İşin erbabına soruyorsun, ümitsiz vaka. “Belki de ilahiyatlardan dini musiki dersini bile kaldırırlar.”
Güzelliğe dair semerelerden bu kadar mı uzaklaştık?
O gün sözü Sami Yusuf’a getirmeye niyetim vardı. Müyesser olmadı. Kısmet bugüneymiş.
Yeni bir şey yapıyor Sami Yusuf.
Halbuki söylediklerinin çoğu eski şeyler.
“Hasbi Rabbi Cellallah/Mafi kalbi gayrallah/Nur Muhammed Sallallah/La ilahe illallah.”
Çok eskidir. Ben ilk babamdan dinlemiştim. Zikirdir.
Sami Yusuf söyleyince tazelenmiş. Yeniden doğmuş.
Bir ülkeyle sınırlı değil. İran, Ceziretü’l Arab, Mağrib, Anadolu, Kafkaslar, Hint, Uzak Asya…
Hepsinin mirasından yararlanıyor. Bir bakıma hepimizin mirasını tazeliyor.
Kem gözle baksan ‘yağmalıyor’ da diyebilirsin.
Fakat, Şeyh Galib’in dediği gibi, “Esrarımı Mesnevi’den aldım, çaldımsa da veli miri malı çaldım.”
(Aman politik alemdekilerle karıştırmayalım. Şeyh Galip’e de günah!)
Çalıp da eksiltmedi ya. Evine de götürmedi. Aldı, yeniden söyledi.
Yeniden söyledi ve bize verdi.
Nesimi’yi mesela.
“Mende sığar iki cihan, men bu cihana sığmazam.”
Sanki içtihat kapısı gibi, açılmayan bir kapıyı kendi alanında açmış Sami Yusuf.
Mollalarımız musikideki kapıyı sanki kapatamamış.
İnsanlar ilgisiz mi?
İnsanlar ‘romantizm’in ayaklar altına alındığı -Şair Hilmi Yavuz’un vurguladığı gibi- şiirin, müziğin, bütün güzelliklerin talan edildiği pespayeliklerden başka bir şeyin peşine takılmıyor mu?
O kadar da değil.
Dev konserler veriyor. Yıllar önce Taksim’e 250 bin kişiyi topladı Sami Yusuf. Demek ki kabahat millette değil.
Kötülüklerle anılıyoruz.
Yolsuzlukların çoğu bizim dünyamızda yapılıyor. Kavga, gürültü, savaş, birbirini boğazlamak, arkadan vurmak, irtikap, entrika, fakr u zaruret en çok bizim dünyamızda.

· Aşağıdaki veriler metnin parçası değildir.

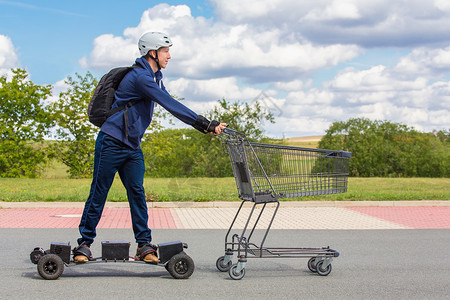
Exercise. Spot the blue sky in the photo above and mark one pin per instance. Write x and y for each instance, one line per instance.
(315, 61)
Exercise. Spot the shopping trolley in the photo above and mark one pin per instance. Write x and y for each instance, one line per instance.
(265, 173)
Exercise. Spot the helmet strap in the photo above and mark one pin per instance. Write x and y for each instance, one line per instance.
(156, 59)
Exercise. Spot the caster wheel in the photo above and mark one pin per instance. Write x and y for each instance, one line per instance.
(323, 271)
(36, 255)
(221, 266)
(312, 264)
(180, 266)
(50, 266)
(234, 274)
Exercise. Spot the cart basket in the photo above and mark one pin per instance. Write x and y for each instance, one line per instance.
(267, 172)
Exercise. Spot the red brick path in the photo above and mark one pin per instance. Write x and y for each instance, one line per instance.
(412, 217)
(70, 218)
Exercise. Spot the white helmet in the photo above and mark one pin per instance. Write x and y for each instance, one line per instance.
(153, 41)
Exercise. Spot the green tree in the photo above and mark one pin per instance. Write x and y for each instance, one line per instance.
(188, 153)
(24, 122)
(383, 148)
(74, 131)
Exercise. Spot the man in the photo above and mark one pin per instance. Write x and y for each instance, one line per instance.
(117, 147)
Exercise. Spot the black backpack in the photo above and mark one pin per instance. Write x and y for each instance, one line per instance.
(99, 108)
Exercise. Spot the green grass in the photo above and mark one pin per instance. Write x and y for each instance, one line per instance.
(218, 189)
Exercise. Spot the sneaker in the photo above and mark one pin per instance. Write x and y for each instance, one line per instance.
(148, 254)
(81, 254)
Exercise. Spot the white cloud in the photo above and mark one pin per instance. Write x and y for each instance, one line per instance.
(205, 49)
(275, 47)
(8, 56)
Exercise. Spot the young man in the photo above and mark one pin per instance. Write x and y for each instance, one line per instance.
(117, 147)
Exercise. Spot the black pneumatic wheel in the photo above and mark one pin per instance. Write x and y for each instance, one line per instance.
(180, 266)
(221, 266)
(323, 271)
(234, 274)
(50, 266)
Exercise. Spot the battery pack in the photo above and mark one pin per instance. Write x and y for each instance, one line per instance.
(62, 250)
(167, 250)
(115, 250)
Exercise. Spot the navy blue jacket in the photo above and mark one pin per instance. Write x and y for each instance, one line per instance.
(142, 84)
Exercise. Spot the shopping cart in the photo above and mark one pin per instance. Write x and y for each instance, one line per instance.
(265, 173)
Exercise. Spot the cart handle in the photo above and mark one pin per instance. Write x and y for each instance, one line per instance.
(233, 132)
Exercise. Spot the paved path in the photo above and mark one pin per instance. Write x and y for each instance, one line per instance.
(218, 215)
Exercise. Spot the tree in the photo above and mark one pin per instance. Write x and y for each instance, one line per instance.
(186, 152)
(242, 117)
(383, 148)
(75, 133)
(73, 127)
(24, 121)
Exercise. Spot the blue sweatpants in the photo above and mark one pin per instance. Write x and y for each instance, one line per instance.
(112, 156)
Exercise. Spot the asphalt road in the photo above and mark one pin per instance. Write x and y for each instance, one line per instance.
(374, 264)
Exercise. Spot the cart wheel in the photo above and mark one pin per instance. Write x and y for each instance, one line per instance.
(50, 266)
(321, 271)
(312, 264)
(221, 266)
(180, 266)
(234, 274)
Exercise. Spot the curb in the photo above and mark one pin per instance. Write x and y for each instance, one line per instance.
(232, 204)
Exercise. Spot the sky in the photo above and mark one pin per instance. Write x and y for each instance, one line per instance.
(309, 62)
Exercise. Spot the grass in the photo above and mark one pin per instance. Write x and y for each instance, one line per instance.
(218, 189)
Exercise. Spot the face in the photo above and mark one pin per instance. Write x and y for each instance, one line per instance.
(163, 56)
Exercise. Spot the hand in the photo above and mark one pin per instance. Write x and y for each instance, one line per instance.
(219, 128)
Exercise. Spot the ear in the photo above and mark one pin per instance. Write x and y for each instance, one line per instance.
(152, 53)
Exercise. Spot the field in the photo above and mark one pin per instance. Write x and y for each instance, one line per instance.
(219, 189)
(56, 186)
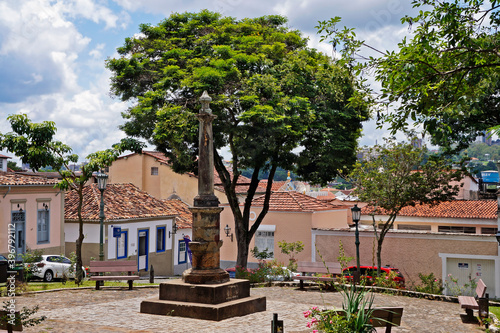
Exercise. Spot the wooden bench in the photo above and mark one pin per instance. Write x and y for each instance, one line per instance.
(121, 266)
(5, 325)
(386, 317)
(306, 267)
(469, 303)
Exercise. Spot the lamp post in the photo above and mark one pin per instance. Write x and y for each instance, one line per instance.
(356, 216)
(102, 179)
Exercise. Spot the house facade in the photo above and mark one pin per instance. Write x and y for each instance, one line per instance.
(291, 217)
(33, 209)
(137, 226)
(454, 238)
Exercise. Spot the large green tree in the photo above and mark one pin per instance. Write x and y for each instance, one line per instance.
(271, 94)
(446, 77)
(395, 175)
(34, 143)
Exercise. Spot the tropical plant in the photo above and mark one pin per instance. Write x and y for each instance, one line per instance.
(393, 176)
(445, 77)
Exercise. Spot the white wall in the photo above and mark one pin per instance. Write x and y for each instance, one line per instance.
(133, 236)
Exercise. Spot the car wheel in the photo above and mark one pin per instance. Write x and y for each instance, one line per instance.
(48, 276)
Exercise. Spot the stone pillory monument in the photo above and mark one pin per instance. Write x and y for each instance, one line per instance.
(205, 291)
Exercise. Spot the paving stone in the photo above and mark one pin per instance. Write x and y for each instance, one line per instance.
(117, 310)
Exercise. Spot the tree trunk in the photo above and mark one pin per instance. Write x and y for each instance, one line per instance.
(79, 241)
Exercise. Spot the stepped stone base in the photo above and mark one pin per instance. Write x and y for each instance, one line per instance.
(204, 301)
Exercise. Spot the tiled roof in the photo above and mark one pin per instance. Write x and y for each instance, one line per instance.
(185, 218)
(121, 201)
(292, 201)
(276, 186)
(12, 178)
(241, 187)
(463, 209)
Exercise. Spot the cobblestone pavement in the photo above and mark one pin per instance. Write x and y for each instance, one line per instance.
(117, 310)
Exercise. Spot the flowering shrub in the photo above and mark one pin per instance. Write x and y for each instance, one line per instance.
(387, 280)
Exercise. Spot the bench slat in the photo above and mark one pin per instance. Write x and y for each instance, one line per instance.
(319, 267)
(120, 277)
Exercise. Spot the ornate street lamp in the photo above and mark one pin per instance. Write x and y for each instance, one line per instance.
(356, 216)
(227, 230)
(102, 179)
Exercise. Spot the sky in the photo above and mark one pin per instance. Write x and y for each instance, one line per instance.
(52, 53)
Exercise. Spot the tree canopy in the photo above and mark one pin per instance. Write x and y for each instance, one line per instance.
(446, 77)
(271, 94)
(396, 175)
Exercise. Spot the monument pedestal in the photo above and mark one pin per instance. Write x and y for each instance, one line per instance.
(204, 301)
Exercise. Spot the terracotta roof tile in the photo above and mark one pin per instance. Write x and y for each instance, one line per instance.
(277, 185)
(12, 178)
(185, 218)
(292, 201)
(121, 201)
(471, 209)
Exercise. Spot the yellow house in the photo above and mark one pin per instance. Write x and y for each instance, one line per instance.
(32, 211)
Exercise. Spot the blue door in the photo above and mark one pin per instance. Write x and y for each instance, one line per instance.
(143, 249)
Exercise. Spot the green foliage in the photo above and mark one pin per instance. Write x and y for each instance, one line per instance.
(24, 317)
(270, 93)
(445, 77)
(13, 166)
(395, 175)
(28, 258)
(430, 284)
(454, 288)
(261, 255)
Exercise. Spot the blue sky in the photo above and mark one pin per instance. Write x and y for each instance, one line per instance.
(52, 53)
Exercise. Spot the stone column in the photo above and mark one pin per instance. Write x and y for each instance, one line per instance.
(206, 242)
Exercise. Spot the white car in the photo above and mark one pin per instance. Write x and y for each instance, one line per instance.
(53, 267)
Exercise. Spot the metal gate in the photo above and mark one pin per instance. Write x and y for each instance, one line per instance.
(465, 271)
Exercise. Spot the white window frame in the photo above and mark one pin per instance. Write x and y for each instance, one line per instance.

Cinnetimiz müzikle sağaltılamayacak kadar derin.
Hal böyle iken yakın geçmişte ve bugünümüzde bizim adımıza yapılan en güzel işlerden birini yapıyor Sami Yusuf.
Bir kişiyle mümkün olmaz ama sesiyle, müziğiyle bizi, hiç olmazsa bizim bir tarafımızı onarmaya çabalıyor.
Tanımam, bilmem. Sadece dinliyorum.
Dinlediklerim için teşekkür ediyorum.